I want to prevent spaces in hyperlinks on a UGC site. I have written regular expression it works perfect except its not removing trailing space from link and anchor text.
Here is my code:
$text = '< a href = " http://www.examplesite.com/ "> Example site </a>';
$text = preg_replace('#(<(\s+)*a(\s+)*href(\s+)*=(\s+)*("|\')(\s+)*([^"]+)("|\')>(\s+)*([^<]+)(\s+)*</a>)#','<a href="$8">$11</a> ',$text);
<a href="http://www.examplesite.com/ ">Example site </a>
URLs also contain spaces i.e. http://www.examplesite.com/blog/a page with space.html
Try this:
preg_replace("{<\s*a\s*href\s*=\s*(\"|')\s*([^\s]+)\s*\\1>\s*(.*?)\s+</a>}","<a href='$2'>$3</a>",$text);
Try this to remove extra spaces
function RemoveExtraSpaces($str)
{
while(strpos($str," "))
{
$str = str_replace(" ", "", $str);
}
return $str;
}
I am no expert in regex but it seems you need a way to backtrack, you read all the way up to the closing "
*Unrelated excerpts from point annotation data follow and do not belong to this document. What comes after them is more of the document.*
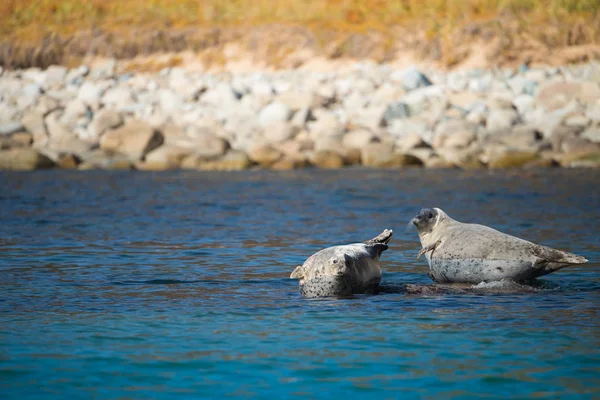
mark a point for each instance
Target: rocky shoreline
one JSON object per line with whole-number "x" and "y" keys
{"x": 374, "y": 115}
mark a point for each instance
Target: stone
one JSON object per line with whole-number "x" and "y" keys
{"x": 23, "y": 159}
{"x": 286, "y": 164}
{"x": 170, "y": 101}
{"x": 264, "y": 155}
{"x": 412, "y": 79}
{"x": 382, "y": 155}
{"x": 68, "y": 161}
{"x": 326, "y": 159}
{"x": 326, "y": 125}
{"x": 57, "y": 131}
{"x": 22, "y": 139}
{"x": 33, "y": 122}
{"x": 297, "y": 100}
{"x": 592, "y": 134}
{"x": 232, "y": 161}
{"x": 579, "y": 145}
{"x": 410, "y": 141}
{"x": 55, "y": 75}
{"x": 466, "y": 158}
{"x": 8, "y": 128}
{"x": 166, "y": 157}
{"x": 579, "y": 120}
{"x": 512, "y": 159}
{"x": 134, "y": 139}
{"x": 357, "y": 139}
{"x": 396, "y": 110}
{"x": 500, "y": 120}
{"x": 203, "y": 142}
{"x": 275, "y": 111}
{"x": 105, "y": 119}
{"x": 453, "y": 133}
{"x": 555, "y": 95}
{"x": 582, "y": 160}
{"x": 279, "y": 131}
{"x": 523, "y": 137}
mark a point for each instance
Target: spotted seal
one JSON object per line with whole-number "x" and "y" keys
{"x": 471, "y": 253}
{"x": 343, "y": 270}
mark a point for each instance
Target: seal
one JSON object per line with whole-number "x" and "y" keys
{"x": 472, "y": 253}
{"x": 343, "y": 270}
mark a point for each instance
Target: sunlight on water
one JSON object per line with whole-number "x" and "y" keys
{"x": 162, "y": 285}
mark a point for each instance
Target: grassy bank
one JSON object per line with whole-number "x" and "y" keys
{"x": 129, "y": 28}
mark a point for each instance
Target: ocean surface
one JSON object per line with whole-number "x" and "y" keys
{"x": 176, "y": 285}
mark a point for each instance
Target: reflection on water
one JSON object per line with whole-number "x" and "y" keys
{"x": 155, "y": 285}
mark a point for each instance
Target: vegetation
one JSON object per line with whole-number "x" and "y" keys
{"x": 552, "y": 22}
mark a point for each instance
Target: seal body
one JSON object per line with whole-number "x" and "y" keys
{"x": 472, "y": 253}
{"x": 343, "y": 270}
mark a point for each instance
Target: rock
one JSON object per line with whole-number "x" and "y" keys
{"x": 8, "y": 128}
{"x": 279, "y": 131}
{"x": 264, "y": 155}
{"x": 22, "y": 139}
{"x": 467, "y": 158}
{"x": 91, "y": 93}
{"x": 357, "y": 139}
{"x": 500, "y": 120}
{"x": 555, "y": 95}
{"x": 381, "y": 155}
{"x": 296, "y": 100}
{"x": 410, "y": 141}
{"x": 104, "y": 120}
{"x": 301, "y": 117}
{"x": 285, "y": 164}
{"x": 57, "y": 131}
{"x": 326, "y": 125}
{"x": 33, "y": 122}
{"x": 579, "y": 145}
{"x": 577, "y": 120}
{"x": 170, "y": 101}
{"x": 274, "y": 112}
{"x": 165, "y": 157}
{"x": 512, "y": 159}
{"x": 453, "y": 133}
{"x": 24, "y": 159}
{"x": 369, "y": 117}
{"x": 523, "y": 137}
{"x": 134, "y": 139}
{"x": 55, "y": 75}
{"x": 68, "y": 161}
{"x": 412, "y": 79}
{"x": 326, "y": 160}
{"x": 396, "y": 110}
{"x": 203, "y": 142}
{"x": 232, "y": 161}
{"x": 592, "y": 134}
{"x": 581, "y": 160}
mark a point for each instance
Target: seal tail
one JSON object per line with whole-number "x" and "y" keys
{"x": 298, "y": 273}
{"x": 549, "y": 255}
{"x": 383, "y": 238}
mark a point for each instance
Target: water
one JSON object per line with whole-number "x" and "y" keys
{"x": 175, "y": 285}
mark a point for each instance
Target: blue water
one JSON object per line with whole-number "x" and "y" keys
{"x": 175, "y": 285}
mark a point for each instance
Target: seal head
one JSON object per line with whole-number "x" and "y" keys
{"x": 343, "y": 270}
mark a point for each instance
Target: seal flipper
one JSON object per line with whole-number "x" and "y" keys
{"x": 378, "y": 248}
{"x": 547, "y": 255}
{"x": 383, "y": 238}
{"x": 298, "y": 273}
{"x": 429, "y": 248}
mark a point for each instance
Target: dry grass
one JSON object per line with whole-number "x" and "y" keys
{"x": 552, "y": 23}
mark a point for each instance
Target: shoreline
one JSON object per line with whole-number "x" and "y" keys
{"x": 354, "y": 113}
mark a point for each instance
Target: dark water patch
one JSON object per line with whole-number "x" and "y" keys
{"x": 187, "y": 293}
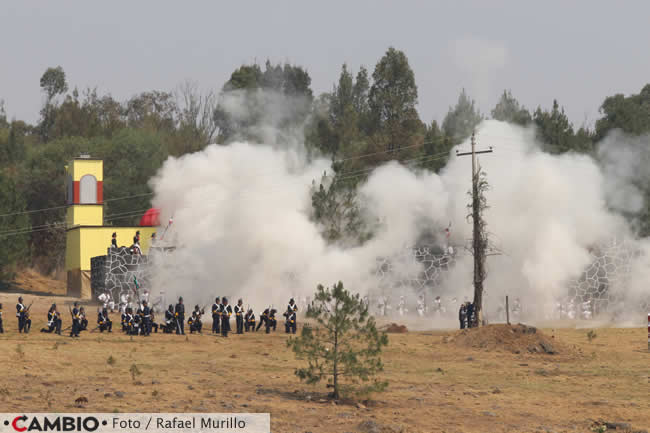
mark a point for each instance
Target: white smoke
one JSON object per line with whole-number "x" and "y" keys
{"x": 242, "y": 222}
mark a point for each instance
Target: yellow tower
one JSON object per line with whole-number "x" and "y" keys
{"x": 86, "y": 234}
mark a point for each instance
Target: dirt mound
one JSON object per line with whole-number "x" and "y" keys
{"x": 394, "y": 328}
{"x": 512, "y": 338}
{"x": 29, "y": 280}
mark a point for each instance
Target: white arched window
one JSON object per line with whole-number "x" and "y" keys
{"x": 88, "y": 189}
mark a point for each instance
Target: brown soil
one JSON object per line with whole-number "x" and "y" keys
{"x": 512, "y": 338}
{"x": 29, "y": 280}
{"x": 433, "y": 386}
{"x": 394, "y": 328}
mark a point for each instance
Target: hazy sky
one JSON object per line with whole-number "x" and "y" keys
{"x": 575, "y": 51}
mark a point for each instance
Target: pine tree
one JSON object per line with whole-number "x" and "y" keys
{"x": 344, "y": 346}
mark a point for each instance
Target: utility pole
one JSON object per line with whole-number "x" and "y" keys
{"x": 478, "y": 243}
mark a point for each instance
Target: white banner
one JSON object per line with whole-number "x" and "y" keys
{"x": 136, "y": 422}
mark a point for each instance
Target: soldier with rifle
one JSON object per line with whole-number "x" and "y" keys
{"x": 104, "y": 323}
{"x": 24, "y": 322}
{"x": 216, "y": 315}
{"x": 249, "y": 320}
{"x": 76, "y": 320}
{"x": 195, "y": 320}
{"x": 239, "y": 316}
{"x": 226, "y": 312}
{"x": 179, "y": 313}
{"x": 53, "y": 321}
{"x": 290, "y": 324}
{"x": 83, "y": 323}
{"x": 170, "y": 320}
{"x": 146, "y": 318}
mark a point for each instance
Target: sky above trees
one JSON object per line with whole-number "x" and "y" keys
{"x": 579, "y": 52}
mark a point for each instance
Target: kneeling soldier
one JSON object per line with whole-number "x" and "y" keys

but you have to backtrack to the last non space character. I got no clue how to do that so what I would do is after you got your semi-cleared string
a) either str_replace or b) write a second regex
$str = str_replace(" '>","'>", $count);
$str = str_replace(" \">","\">", $count);
$str = str_replace(" </a>","</a>", $count);
recursively until no more replacements can be done should work. Its primitive I know, but should do the job.